Customer Rating:      Summary: Excellent Source Comment: I can't say enough about this book. It's informative, laid out well, dynamic examples and has an awesome website tie-in. I would recommed this book to anyone interesting in learning how to scrape websites for data
Customer Rating:      Summary: Excellent cURL primer Comment: This is an excellent book used as an introduction to the cURL library. The author has created a set of his own functions that are well written and, with the help of the book, easy to understand.
It does pre-suppose some PHP and data transfer protocol knowledge but if you are already armed with that, this is an excellent intro to data exchange across servers. Each chapter introduces a new concept and a simple usage of that concept. I seldom read tech related books cover to cover but this book was an exception. I have been programming for over 20 years so being excited by new stuff is somewhat rare. I enjoy new stuff but this book whets the imagination!

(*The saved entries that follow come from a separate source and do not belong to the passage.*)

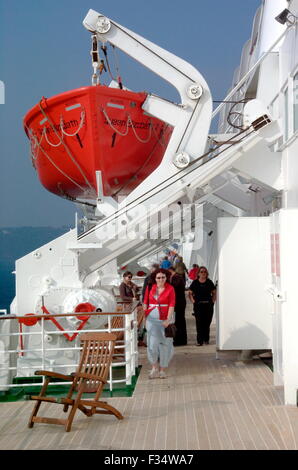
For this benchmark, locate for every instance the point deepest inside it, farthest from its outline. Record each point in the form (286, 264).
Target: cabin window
(295, 102)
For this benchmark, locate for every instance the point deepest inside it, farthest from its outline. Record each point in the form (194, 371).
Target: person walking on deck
(159, 303)
(193, 272)
(180, 268)
(202, 293)
(165, 264)
(149, 279)
(128, 289)
(177, 282)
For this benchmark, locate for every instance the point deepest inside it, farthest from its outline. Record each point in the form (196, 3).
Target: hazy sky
(45, 50)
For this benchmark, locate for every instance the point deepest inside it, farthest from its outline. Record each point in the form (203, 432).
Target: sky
(45, 50)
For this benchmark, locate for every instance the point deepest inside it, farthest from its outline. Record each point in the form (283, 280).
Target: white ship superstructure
(235, 190)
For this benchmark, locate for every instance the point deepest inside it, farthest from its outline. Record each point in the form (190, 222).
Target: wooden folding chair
(90, 377)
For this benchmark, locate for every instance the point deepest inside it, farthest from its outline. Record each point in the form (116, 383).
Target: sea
(16, 242)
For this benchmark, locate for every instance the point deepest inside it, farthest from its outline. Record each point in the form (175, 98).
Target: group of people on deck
(164, 302)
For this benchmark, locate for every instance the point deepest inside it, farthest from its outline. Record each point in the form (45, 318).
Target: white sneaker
(154, 373)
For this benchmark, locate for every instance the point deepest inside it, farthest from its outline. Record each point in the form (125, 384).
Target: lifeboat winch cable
(176, 177)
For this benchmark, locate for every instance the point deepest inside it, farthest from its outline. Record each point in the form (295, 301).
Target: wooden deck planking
(205, 403)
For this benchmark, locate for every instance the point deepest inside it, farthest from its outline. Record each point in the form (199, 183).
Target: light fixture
(286, 17)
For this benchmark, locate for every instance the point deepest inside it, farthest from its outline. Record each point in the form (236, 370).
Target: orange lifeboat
(79, 132)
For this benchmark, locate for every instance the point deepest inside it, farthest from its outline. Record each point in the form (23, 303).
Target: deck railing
(124, 323)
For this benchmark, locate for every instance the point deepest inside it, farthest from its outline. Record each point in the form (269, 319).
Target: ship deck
(206, 403)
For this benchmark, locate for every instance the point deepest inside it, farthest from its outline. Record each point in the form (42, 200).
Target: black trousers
(203, 315)
(180, 323)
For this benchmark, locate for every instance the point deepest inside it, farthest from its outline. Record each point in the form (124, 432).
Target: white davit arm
(191, 119)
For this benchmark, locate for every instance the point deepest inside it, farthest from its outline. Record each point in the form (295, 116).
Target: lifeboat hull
(77, 133)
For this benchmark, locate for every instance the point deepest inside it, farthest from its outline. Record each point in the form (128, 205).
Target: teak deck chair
(90, 377)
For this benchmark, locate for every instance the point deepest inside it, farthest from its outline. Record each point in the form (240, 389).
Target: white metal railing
(125, 352)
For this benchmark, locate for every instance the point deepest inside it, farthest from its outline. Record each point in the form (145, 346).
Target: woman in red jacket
(159, 303)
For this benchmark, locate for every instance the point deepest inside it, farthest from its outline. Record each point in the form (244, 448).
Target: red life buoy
(29, 321)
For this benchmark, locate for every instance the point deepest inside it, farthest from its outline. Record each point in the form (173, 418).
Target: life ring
(84, 307)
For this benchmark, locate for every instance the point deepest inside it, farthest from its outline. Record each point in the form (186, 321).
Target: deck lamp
(286, 17)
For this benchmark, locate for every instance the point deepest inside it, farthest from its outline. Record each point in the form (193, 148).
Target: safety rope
(38, 144)
(44, 132)
(66, 147)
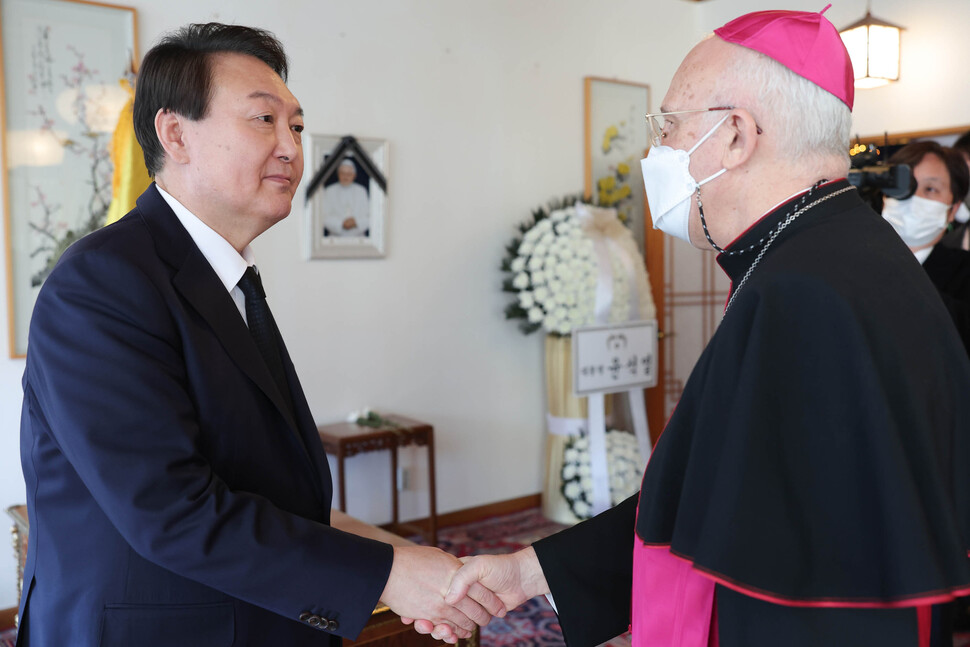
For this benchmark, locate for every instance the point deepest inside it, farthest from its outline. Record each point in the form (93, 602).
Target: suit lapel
(198, 283)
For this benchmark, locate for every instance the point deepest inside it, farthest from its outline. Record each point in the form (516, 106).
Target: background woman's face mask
(669, 186)
(918, 221)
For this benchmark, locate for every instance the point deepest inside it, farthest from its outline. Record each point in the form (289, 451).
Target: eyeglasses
(658, 121)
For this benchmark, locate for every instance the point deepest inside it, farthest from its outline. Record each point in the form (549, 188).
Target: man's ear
(168, 129)
(744, 138)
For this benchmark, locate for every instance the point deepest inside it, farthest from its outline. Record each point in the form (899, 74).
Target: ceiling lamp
(873, 46)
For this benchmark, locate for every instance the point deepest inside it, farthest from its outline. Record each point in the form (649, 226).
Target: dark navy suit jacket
(173, 497)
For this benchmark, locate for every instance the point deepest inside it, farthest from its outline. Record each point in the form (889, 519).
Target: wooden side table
(345, 439)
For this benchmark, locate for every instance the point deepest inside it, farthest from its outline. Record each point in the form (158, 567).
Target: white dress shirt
(228, 264)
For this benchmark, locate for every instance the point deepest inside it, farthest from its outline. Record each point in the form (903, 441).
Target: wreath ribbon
(603, 246)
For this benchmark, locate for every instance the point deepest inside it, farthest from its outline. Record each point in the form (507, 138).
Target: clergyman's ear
(744, 138)
(168, 129)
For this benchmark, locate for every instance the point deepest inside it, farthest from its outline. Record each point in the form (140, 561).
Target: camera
(874, 178)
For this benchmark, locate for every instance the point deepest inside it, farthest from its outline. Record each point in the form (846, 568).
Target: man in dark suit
(178, 492)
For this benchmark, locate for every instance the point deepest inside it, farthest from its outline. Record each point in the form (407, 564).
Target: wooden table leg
(394, 519)
(340, 481)
(433, 510)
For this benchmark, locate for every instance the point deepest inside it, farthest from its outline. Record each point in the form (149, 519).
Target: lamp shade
(873, 47)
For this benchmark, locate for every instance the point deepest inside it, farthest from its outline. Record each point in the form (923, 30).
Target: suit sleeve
(589, 570)
(106, 374)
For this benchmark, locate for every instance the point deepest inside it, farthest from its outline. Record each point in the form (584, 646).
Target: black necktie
(263, 329)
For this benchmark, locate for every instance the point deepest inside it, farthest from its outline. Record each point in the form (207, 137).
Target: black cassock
(949, 269)
(819, 454)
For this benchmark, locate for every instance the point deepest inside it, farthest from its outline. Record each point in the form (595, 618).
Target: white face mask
(669, 186)
(918, 221)
(963, 214)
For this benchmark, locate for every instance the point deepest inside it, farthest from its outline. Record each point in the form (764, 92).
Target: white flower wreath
(623, 459)
(553, 271)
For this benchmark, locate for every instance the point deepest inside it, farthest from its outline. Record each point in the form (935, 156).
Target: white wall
(482, 105)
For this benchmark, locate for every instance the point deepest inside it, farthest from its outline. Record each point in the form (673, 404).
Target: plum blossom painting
(64, 62)
(615, 142)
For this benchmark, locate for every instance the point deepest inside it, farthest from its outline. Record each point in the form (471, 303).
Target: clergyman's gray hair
(812, 123)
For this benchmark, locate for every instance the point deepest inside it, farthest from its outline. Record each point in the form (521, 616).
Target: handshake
(446, 597)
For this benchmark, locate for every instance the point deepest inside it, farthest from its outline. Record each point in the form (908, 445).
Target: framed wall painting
(62, 66)
(615, 140)
(346, 197)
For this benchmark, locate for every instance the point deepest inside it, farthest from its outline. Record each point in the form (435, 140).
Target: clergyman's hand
(514, 578)
(416, 587)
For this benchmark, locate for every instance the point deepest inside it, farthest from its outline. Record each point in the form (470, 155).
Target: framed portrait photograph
(346, 197)
(64, 62)
(615, 142)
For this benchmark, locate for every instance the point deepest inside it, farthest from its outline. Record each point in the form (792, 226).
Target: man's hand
(417, 585)
(514, 578)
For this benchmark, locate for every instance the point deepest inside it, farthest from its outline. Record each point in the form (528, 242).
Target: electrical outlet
(403, 478)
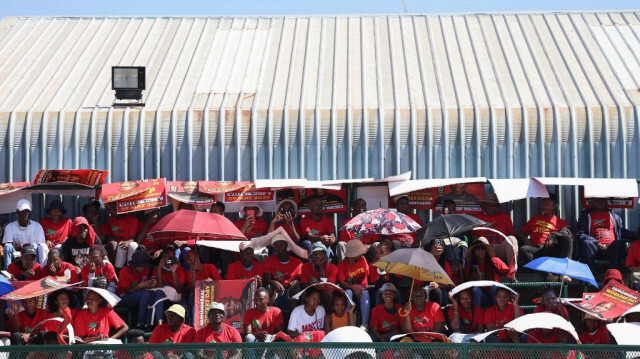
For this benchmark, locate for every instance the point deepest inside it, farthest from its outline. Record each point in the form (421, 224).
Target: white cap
(23, 204)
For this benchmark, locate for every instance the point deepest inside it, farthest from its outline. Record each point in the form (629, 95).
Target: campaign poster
(6, 188)
(189, 192)
(467, 197)
(236, 295)
(611, 302)
(131, 196)
(83, 177)
(333, 201)
(612, 202)
(250, 194)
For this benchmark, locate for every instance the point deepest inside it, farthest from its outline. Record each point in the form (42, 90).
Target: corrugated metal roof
(496, 95)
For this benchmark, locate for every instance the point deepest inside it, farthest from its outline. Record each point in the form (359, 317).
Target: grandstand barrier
(323, 350)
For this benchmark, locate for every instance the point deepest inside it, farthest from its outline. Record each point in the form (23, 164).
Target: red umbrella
(196, 225)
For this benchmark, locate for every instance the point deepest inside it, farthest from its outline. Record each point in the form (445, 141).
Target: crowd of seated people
(117, 255)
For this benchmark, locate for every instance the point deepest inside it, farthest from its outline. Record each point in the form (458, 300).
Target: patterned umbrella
(381, 221)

Customer Rating:      Summary: barry naice! Comment: This book is simply awesome. You will need to come armed with at least a basic knowledge of php, but everything is pretty straight forward. The projects are well explained and applicable to a wide range of projects that you might be getting yourself into.
Customer Rating:      Summary: Does the basics. Comment: "Webbots, Spiders, adn Screen Scrapers" is a solid book for building basic scripts to do web scraping. Michael Schrenk goes covers the "should you do this" aspect very well, and devotes much of the book to these kinds of topics. On that reason alone I give him major kudos, "just because you CAN do a thing, doesn't mean you SHOULD."
Technically the book and examples are very basic and beginner level. All code is procedural and has absolutely no references to object oriented programming at all. This is great for a simple project, but building anything larger than a targetted webbot or two is beyond the scope of this book.
I was very dismayed at Mr. Schrenk's opinion of regular expressions:
"The use of regular expressions is a parsing language in itself, and most modern programming languages support aspects of regular expressions. In the right hands, regular expressions are also useful for parsing and substituting text; however, they are famous for thier sharp learning curve and cryptic syntax. I avoid regular expressions whenever possible."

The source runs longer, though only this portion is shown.